There are nine current partners at WBRC, five of whom have an equal share in the firm, Rohman says. "What we're working for is equality of all the partners."

WBRC is a full-service architecture and engineering firm working in commercial, civic, health care and education, the last of which currently accounts for roughly half of the company's projects, Rohman says. Last year, WBRC landed a contract to work on Penn National Gaming's $135 million Bangor racino project, which Rohman says is the largest engineering project the firm has ever done.

WBRC during the past four years has opened an office in Sarasota and in Portland. In the case of Florida, Rohman says it was an opportunity to enter a market experiencing a building boom. "We're really bringing that New England work ethic down to Sarasota and it's serving us very, very well," Rohman says.

Some of the growth the firm has experienced over the last several years is due to Rohman's high profile in the state as an advocate for the arts, says Alan Bromley, who Rohman hired 27 years ago and is now WBRC's chief financial officer. "He seems to know everybody, politicians to other corporate leaders," Bromley says. "Everybody that knows him tends to like him so he's generating goodwill out there for the WBRC name."

Creating culture
When Rohman retires from WBRC, firm COO Rich says there will be some big shoes to fill. "He's a very good example to follow, but I don't wonder how he does it because it's what has to be done. One of us is going to have to do it when he retires," Rich says. "The success of our business is going to be always contingent with our relationship with the community, and our relationship with the state and national organizations."

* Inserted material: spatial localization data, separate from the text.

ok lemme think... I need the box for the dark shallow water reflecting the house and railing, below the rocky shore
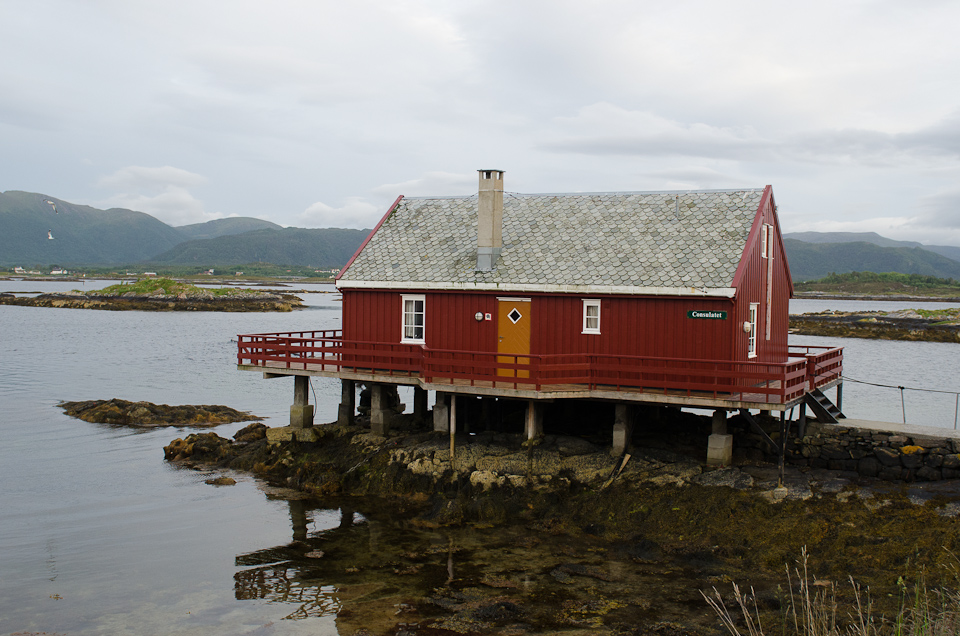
[234,500,758,634]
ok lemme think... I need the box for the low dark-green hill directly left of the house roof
[151,227,370,268]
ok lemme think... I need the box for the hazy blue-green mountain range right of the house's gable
[783,238,960,281]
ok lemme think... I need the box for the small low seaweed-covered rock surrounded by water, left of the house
[57,399,263,428]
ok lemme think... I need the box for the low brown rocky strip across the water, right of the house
[790,309,960,342]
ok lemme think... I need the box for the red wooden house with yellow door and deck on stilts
[238,170,843,463]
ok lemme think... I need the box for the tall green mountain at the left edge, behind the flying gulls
[0,190,183,267]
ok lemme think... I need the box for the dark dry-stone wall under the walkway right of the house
[734,420,960,481]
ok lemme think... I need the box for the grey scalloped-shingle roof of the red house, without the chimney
[338,189,763,296]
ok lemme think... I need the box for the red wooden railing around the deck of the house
[237,330,843,404]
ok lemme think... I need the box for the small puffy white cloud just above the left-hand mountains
[97,166,214,226]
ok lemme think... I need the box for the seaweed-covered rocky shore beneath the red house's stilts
[164,414,960,634]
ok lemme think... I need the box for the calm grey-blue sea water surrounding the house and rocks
[0,288,960,635]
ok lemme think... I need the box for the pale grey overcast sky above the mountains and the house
[0,0,960,245]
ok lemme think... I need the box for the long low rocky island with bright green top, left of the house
[0,278,304,311]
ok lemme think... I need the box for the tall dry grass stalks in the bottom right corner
[700,548,960,636]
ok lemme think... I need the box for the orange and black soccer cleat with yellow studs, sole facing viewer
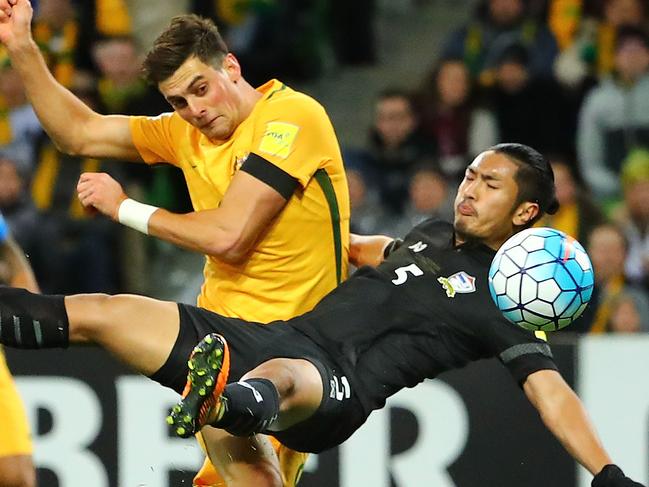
[167,333,230,438]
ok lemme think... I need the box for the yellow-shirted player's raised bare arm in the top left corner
[0,0,140,161]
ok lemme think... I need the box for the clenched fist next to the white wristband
[77,172,128,221]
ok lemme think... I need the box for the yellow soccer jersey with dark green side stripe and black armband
[130,80,349,323]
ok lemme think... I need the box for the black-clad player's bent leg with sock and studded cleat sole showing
[167,334,323,438]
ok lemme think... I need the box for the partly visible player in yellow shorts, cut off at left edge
[0,214,38,487]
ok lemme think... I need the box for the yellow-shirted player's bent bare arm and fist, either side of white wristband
[77,171,286,264]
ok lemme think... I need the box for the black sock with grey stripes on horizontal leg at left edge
[0,286,69,348]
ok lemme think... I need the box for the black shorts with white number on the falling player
[151,304,366,453]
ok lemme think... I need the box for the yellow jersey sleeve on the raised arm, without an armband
[129,112,180,164]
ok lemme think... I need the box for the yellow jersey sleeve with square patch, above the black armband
[251,97,338,187]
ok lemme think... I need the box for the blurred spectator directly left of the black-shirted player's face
[392,161,455,237]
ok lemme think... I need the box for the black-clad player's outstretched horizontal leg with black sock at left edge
[0,287,180,376]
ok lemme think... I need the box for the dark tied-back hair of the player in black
[488,143,559,227]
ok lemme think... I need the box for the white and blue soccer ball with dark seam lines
[489,228,594,331]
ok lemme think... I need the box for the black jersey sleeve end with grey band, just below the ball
[488,317,558,385]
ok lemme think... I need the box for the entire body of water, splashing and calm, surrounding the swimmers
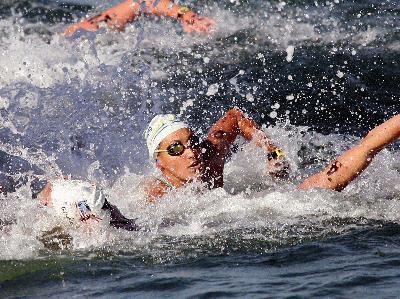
[0,0,400,298]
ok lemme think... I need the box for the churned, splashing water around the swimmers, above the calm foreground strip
[0,1,400,298]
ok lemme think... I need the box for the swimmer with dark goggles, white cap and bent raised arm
[145,108,289,202]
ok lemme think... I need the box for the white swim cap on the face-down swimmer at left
[51,179,105,220]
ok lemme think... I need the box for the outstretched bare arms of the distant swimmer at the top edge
[64,0,215,36]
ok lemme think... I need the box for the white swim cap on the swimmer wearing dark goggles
[144,114,188,159]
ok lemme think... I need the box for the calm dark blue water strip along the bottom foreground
[0,223,400,298]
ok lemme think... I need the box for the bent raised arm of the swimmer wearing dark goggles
[207,108,289,177]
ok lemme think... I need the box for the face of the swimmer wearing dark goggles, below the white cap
[157,128,203,182]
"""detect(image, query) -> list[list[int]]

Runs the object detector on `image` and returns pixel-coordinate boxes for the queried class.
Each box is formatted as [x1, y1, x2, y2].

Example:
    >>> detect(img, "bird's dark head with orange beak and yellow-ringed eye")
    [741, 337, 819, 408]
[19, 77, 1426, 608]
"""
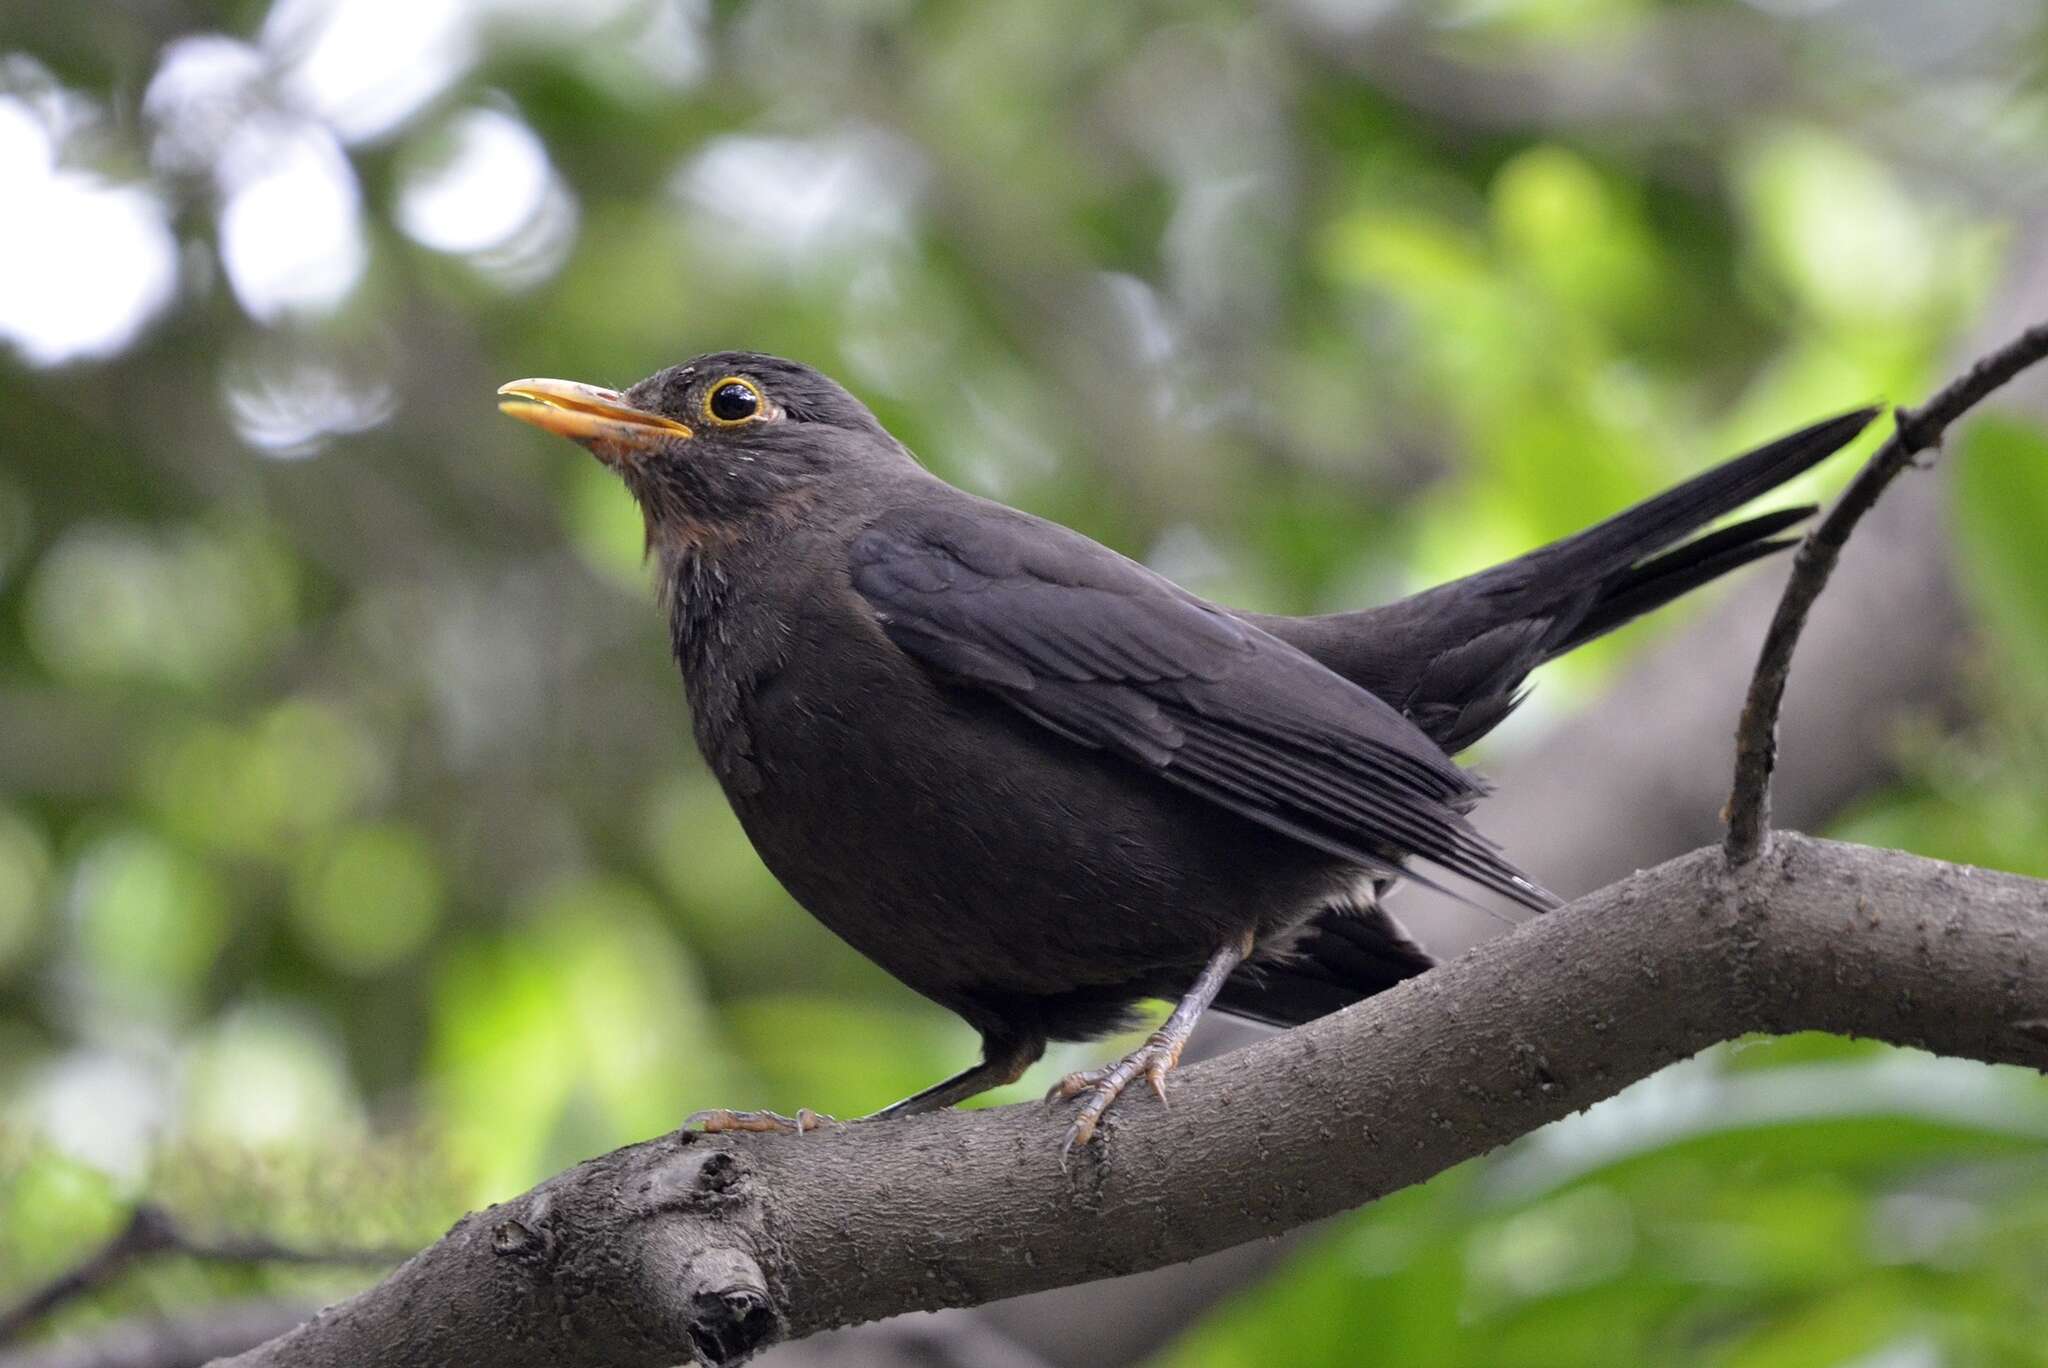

In the end, Rohman knows the work he does in the name of the creative economy and the arts benefits his firm and others by creating a city and state that attracts talented young professionals. "I think one of biggest things that John has been a part of is giving the Bangor area a shot in the arm," Brewer's Pereira says. "Really giving it the ego boost it needs to say 'We can compete when businesses are looking for locations, or people are looking for jobs and opportunities.' People used to say 'You have to go south to do that, you have to go to Portland or Boston to do that.' It's become a place people want to be. You can't put a dollar value on that."

Last month, Rohman walked through the firm's education studio. He stopped at a desk and leaned over the shoulder of Shane Dunn, a young architect fresh from Syracuse University whose screen displayed a three-dimensional rendering of a building WBRC designed for Maine Maritime Academy. Dunn had created a video that takes a viewer on a flight around the building, showing it from different heights and angles. He is an example of the kind of young employee Rohman wants at WBRC. Dunn, who is from Augusta, found enough exciting about his home state to stay, and Rohman knows enticing talent from away is just as critical as keeping bright minds here.

Right now, WBRC employs a structural engineer from Spain and architects from Texas and Colorado, even Switzerland. These people weren't attracted to Bangor just because of WBRC, he says. "I'd love to believe that folks couldn't wait to come work for WBRC, but part of the attraction is the way of life," Rohman says, standing beside Dunn. "They look at [Bangor] as the gateway to hiking and biking, the gateway to the coast."